21.2.1 Assembly assessment

Create a directory for the QUAST output.

#Create QUAST output directory
#The option -p will create a directory and any required
# parent directories
mkdir -p quast/K1

Run QUAST.

quast -o quast/K1 K1/final.contigs.fa

21.2.2 Report

QUAST will run relatively quickly. Once complete view the QUAST report with firefox.

firefox quast/K1/report.html

The report tells us quite a bit about the assembly quality. Two definitions that you may not be aware of are N50 and L50. To calculate these values:

  • Order the contigs from largest to smallest.
  • Total up the sizes from biggest downwards.
  • The contig we reach where our total is at least 50% of the size of the whole assembly is the N50 contig.
  • N50 equals the length of the N50 contig.
  • L50 is the number of contigs with a length equal to or greater than N50.

21.3 MCQs

Brilliant! Using the QUAST report answer the below MCQs.

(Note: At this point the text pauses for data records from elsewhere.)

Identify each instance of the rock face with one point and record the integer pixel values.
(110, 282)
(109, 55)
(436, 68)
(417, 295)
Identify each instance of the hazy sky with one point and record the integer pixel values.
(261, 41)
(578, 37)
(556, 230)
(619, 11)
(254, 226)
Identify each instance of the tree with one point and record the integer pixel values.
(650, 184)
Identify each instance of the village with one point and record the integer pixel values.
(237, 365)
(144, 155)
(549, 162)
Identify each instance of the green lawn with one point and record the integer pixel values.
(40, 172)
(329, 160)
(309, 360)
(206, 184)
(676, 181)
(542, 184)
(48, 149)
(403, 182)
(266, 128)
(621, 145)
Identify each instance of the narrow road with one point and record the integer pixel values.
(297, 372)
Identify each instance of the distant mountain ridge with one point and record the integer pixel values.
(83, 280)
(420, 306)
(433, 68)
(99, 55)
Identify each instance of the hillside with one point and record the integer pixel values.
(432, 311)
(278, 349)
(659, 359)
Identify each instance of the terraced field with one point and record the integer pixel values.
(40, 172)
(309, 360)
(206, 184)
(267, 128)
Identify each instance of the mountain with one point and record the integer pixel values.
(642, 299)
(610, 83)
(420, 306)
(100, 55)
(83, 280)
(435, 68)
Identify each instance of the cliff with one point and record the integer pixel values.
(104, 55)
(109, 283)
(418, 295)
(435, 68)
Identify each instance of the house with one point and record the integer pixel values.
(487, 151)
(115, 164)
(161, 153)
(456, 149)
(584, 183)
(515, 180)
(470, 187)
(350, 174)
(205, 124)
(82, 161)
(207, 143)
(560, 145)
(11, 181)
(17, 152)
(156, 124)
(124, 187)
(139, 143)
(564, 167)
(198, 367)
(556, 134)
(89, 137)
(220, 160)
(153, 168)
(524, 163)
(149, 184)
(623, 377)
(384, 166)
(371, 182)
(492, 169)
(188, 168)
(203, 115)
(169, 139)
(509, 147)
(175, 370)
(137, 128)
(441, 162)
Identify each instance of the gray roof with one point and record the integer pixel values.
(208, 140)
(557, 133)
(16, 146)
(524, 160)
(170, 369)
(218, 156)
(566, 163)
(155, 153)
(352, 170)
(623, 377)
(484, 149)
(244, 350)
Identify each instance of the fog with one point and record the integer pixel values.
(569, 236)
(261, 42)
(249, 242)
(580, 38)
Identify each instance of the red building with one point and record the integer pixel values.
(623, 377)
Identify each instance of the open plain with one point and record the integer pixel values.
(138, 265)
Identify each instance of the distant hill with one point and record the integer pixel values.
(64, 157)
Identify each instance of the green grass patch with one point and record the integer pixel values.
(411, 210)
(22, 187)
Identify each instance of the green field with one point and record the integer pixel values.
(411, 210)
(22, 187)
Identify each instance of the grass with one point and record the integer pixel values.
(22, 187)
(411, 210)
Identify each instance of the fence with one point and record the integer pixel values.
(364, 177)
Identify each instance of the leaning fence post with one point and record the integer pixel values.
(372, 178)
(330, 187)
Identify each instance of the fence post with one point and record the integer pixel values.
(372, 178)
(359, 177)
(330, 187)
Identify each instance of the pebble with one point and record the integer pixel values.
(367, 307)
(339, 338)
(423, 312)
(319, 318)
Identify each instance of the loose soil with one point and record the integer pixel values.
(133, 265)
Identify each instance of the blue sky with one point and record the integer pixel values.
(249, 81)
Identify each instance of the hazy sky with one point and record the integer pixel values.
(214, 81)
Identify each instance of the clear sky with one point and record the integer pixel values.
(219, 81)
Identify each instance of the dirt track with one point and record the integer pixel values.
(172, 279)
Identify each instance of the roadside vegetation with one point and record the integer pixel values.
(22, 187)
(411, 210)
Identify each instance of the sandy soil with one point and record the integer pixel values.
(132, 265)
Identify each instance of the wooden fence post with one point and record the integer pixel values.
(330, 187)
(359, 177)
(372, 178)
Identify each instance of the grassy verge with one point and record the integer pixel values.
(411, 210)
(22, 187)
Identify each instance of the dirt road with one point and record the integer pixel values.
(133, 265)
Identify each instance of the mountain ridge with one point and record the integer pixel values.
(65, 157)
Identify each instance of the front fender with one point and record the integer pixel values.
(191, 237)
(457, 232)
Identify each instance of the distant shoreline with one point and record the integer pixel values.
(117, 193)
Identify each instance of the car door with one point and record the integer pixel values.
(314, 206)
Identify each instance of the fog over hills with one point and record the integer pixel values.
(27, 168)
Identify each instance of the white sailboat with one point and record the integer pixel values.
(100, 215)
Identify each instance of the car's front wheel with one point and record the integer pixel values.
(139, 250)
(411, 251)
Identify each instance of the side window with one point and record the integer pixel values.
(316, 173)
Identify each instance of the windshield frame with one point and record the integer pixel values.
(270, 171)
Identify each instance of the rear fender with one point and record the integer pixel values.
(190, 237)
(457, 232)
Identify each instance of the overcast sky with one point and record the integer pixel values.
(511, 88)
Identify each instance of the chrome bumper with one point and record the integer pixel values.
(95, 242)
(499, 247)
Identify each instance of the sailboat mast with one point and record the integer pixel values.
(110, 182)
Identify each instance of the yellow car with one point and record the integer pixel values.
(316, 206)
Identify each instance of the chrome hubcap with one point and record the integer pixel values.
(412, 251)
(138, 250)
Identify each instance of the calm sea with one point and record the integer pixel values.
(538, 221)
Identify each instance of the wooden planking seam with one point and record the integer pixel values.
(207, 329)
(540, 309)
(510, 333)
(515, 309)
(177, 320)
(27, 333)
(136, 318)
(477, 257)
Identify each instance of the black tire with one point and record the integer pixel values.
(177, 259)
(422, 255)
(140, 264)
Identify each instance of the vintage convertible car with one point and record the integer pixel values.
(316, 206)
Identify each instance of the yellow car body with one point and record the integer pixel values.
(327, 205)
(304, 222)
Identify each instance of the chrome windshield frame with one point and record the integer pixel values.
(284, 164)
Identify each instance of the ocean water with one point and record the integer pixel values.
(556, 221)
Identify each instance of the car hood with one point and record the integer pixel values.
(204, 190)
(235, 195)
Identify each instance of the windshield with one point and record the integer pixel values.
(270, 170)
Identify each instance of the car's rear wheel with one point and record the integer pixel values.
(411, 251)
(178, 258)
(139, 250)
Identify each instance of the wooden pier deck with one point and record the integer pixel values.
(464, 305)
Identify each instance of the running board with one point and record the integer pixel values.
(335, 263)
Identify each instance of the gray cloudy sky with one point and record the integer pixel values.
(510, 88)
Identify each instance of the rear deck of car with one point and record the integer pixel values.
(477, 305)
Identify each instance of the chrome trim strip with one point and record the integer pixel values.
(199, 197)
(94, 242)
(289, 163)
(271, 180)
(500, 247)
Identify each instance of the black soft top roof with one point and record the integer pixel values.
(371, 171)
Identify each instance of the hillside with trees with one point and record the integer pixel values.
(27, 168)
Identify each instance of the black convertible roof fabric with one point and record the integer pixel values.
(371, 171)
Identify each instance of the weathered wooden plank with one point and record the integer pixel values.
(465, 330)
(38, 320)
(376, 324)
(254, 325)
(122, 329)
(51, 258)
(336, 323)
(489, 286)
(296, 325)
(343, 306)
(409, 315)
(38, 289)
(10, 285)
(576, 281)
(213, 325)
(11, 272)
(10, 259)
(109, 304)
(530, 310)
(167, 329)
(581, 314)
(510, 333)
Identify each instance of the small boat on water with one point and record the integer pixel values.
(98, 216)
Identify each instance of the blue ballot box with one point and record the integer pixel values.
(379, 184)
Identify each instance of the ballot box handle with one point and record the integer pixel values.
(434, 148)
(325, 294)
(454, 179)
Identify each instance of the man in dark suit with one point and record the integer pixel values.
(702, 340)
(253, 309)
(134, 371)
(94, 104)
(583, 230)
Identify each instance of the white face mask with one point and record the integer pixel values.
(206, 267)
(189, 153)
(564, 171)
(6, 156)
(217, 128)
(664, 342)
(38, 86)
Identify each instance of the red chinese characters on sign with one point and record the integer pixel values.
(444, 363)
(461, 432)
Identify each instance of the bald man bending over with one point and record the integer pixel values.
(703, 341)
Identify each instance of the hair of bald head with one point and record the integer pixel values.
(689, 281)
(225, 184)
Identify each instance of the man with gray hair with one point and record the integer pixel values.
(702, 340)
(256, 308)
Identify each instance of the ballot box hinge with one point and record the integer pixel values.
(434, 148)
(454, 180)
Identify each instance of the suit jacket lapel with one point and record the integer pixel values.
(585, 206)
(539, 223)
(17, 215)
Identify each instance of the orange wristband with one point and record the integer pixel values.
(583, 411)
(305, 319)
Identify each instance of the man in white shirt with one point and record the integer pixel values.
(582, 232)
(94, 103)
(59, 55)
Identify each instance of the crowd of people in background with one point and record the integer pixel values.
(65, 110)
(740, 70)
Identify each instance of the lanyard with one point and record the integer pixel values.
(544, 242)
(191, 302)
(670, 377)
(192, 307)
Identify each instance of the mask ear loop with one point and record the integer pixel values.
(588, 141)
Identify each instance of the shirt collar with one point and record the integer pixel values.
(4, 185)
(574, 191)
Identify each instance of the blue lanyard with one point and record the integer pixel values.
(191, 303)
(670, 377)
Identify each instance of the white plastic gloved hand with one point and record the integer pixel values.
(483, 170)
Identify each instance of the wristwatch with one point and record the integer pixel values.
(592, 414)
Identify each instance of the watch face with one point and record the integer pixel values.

Note: Due to the assembly process your values may be slightly different (< 1%). Please choose the closest value.

  1. What is the total length of the assembly?
  2. How many contigs does the assembly consist of?
  3. What is the GC% of the assembly?
  4. What is the N50 of the assembly?
  5. What is the L50 of the assembly?
  6. What is the length of the largest contig?

Questions

  • How do the contig metrics compare to the original reads?
  • Are there more reads than contigs?
  • Are the contigs longer than the original reads?

21.4 Metagenome assembly summary

We now have an assembly. It is not a brilliant one due to us only having used 1 million reads. In real analysis we would prefer fewer but longer contigs. We will explore some tools we can use with our metagenome assembly in the next chapters.

There is also a metaQUAST specifically for metagenome assemblies but it requires reference assemblies.